Itsudatte Bokura no Koi wa 10 cm Datta. – 04

This ain’t ten centimeters!

Miou’s in a funk and a half, and really just wants to curl up and die, or at least switch places with Serizawa’s dearly departed brother, since she doesn’t deserve to live while he’s dead, and it’s all her fault for drowning. This is of course patently ridiculous…yet here we are.

Of course, Miou doesn’t tell any of this to Akari or Natsuki right away, but they don’t like her in this troubled state and do all they can to support and cheer her up. Such nice friends!

“My finger camera…broken?!”

Miou’s sudden disappearance from his life, compounded with the notice that he’s won the chance to study abroad in America, is also weighing on Haruki. Frankly, both protagonists are real mopey pains in the ass this week, and it was most unpleasant to watch.

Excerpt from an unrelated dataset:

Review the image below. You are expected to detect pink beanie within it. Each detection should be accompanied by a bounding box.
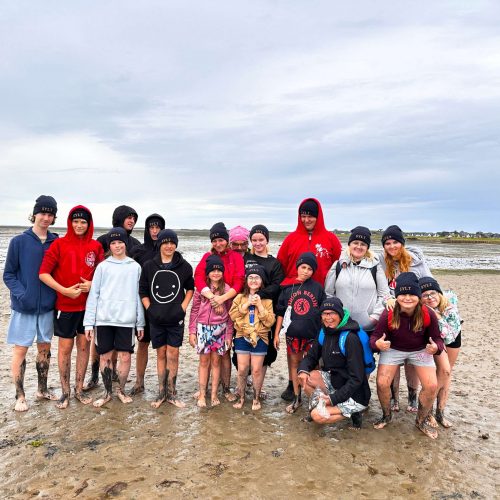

I’d like to think I’d have the patience of Miou and Haruki’s friends, but some one can only snap at you, or tell you they’re no good, so many times before one has no choice but to throw their hands up and say “You know what, fine! You’re right! Now go suck someplace else!”

“There you go, quit being a whiny little brat and paint something!”

While Haruki sinks deeper into the muck, even questioning whether he really wants to be a filmmaker or if he’s just carrying on his brother’s dream, Miou thankfully comes to a sort of epiphany when Natsuki begs her and Akari to help her out at a community art class.

Echoing the cold open where a Lil’ Miou wowed her preschool-mates with her drawing, Miou interacts with an ornery little boy and gets him to cooperate and even have fun, then moves from person to person giving tips and encouragement. She clearly has a knack for talking about and teaching art.

“Let’s do this, canvas.”

She also later realizes she can’t keep the secret about Haruki’s brother inside forever or it will eat away at her like a sickness. So she comes clean, only it’s nothing to “come clean” or even blame oneself for; Natsuki can’t stress it to Miou enough: It’s not her fault, and staying away from Haruki out of fear he’ll hate her will only make him hate her.

Natsuki and Akari agree both Miou and Haruki are at their best when they’re on good terms, talking and hanging out together. So even though Haruki can’t see any future with Haruki in it (especially now that he’s headed for America), that isn’t going to stop her from imagining that future anyway—starting on the canvas, which she returns to with newfound desire to fill it with her vision of “love.”

Besides, Haruki may not end up going to America anyway. He just needs a reason to stay.